I told them what happened and asked if I could send my driver over to pick up the right kind of tposts so he could make his scheduled drop. And here’s the kicker – I asked if I could just take them and replace them from our own stock the next day. No invoicing. No profit to be made. No guarantee I wouldn’t take their $1,500 in t-posts and run for it. What do you think they said? They said yes. I told them they were my heroes (they were), and I got my driver over there and loaded with minimal delay from the original schedule. My driver made the drop to a happy customer who was none the wiser for the disaster that had been narrowly averted.  I put the largest bows I could find on the four bundles of t-posts we sent down the next day to replace their stock. Over the next few years, we sold them silt fence when they ran out, and they did the same to us.
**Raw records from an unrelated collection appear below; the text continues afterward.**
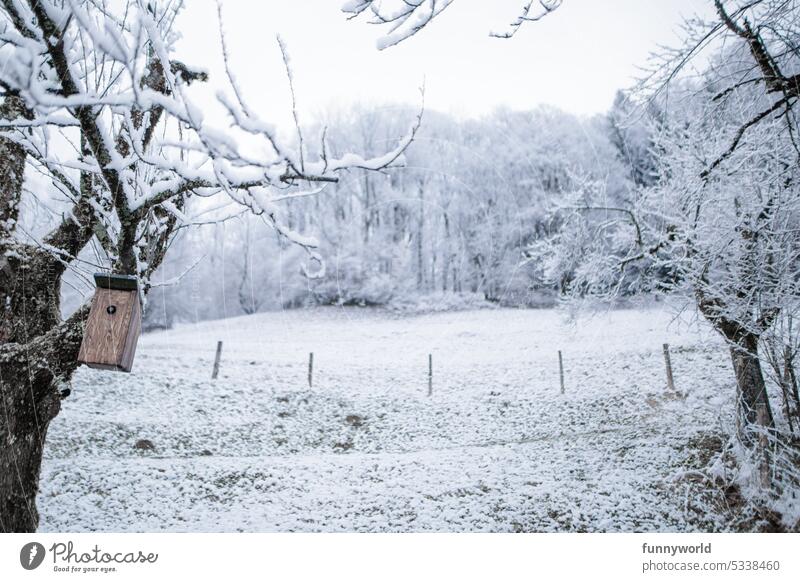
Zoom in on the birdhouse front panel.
[78,275,142,372]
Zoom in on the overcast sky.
[173,0,710,130]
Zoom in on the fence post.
[428,354,433,396]
[756,403,772,489]
[664,344,675,392]
[211,341,222,380]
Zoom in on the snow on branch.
[0,0,422,286]
[342,0,562,50]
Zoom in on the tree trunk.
[0,307,88,532]
[728,333,775,440]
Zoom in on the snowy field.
[39,308,733,532]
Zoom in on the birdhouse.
[78,273,142,372]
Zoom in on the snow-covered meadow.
[39,306,752,532]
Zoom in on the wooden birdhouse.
[78,273,142,372]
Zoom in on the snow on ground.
[39,308,733,532]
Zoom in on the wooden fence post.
[211,341,222,380]
[664,344,675,392]
[756,403,772,489]
[428,354,433,396]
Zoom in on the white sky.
[177,0,711,127]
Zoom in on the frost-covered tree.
[0,0,416,531]
[533,0,800,433]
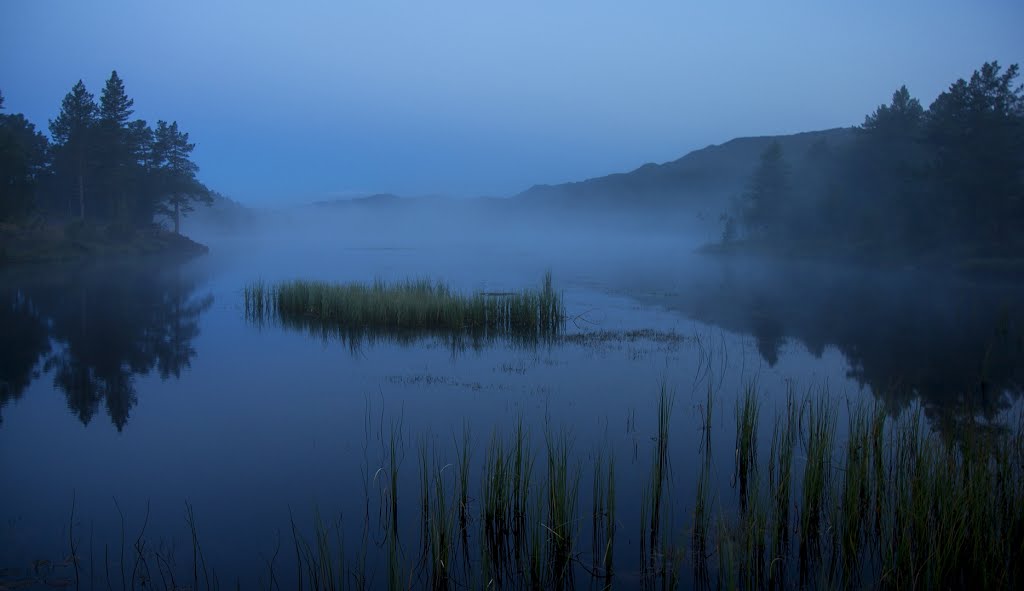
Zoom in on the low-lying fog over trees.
[723,61,1024,259]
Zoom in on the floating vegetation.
[244,271,565,345]
[28,382,1024,589]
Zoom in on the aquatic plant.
[244,271,565,342]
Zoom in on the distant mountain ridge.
[515,127,854,209]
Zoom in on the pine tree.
[96,70,137,221]
[50,80,97,219]
[742,140,790,236]
[153,121,213,234]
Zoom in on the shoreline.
[0,221,210,268]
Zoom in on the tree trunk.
[78,162,85,219]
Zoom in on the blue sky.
[0,0,1024,204]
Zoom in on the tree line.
[0,71,213,234]
[723,61,1024,259]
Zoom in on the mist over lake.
[0,2,1024,590]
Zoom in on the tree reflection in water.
[0,261,213,431]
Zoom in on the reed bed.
[41,384,1024,589]
[244,271,565,342]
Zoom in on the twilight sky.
[0,0,1024,204]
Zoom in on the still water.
[0,230,1024,588]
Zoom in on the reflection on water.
[634,258,1024,429]
[0,262,213,431]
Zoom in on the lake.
[0,223,1024,589]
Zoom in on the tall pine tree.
[50,80,97,219]
[153,121,213,234]
[96,70,136,222]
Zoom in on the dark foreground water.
[0,228,1024,588]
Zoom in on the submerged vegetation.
[24,376,1024,589]
[245,271,565,345]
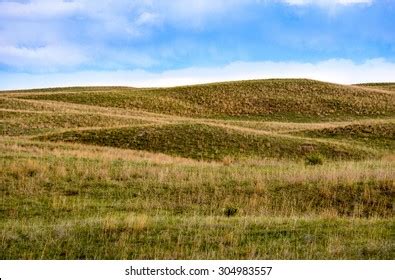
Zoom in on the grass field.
[0,80,395,259]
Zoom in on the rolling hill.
[0,79,395,259]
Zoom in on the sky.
[0,0,395,90]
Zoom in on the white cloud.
[0,45,87,70]
[280,0,373,6]
[0,59,395,89]
[0,0,82,20]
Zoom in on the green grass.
[6,80,395,122]
[0,80,395,259]
[38,123,378,160]
[296,122,395,151]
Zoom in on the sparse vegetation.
[0,80,395,259]
[305,153,324,165]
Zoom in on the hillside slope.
[3,79,395,122]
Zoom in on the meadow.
[0,79,395,259]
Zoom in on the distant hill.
[3,79,395,122]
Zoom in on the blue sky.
[0,0,395,89]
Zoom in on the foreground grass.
[0,139,395,259]
[0,214,395,259]
[0,80,395,259]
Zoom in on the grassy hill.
[0,79,395,259]
[6,80,395,121]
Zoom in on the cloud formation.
[280,0,373,6]
[0,59,395,90]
That seed company I mentioned earlier who sold hydromulch to our biggest customer? I sold them a semi-load of silt fence once when they were in a bind. And they bought $9,000 worth of specialty seed I’d brought in and had the contractor cancel the order on me, vastly reducing what we would have lost on that deal.

You don’t have to be best friends, but keeping anger out of the equation when dealing with the competition will do wonders, I promise. (Aside from the obvious benefit of minimizing your aneurysm risk.) What’s the saying? Where there’s water there’s pirates? Competitors are everywhere. But there also is the pirate code to remember, even if it is more of a guideline than any set of rules to follow. So I say to ye, as I pass down some learning here – the code is as follows: “Just be cool and don’t be a jerk/ too big of a jerk.” You’d be surprised how far that can take you in this world.

Lauren Alaniz is director of sales for ECBVerdyol.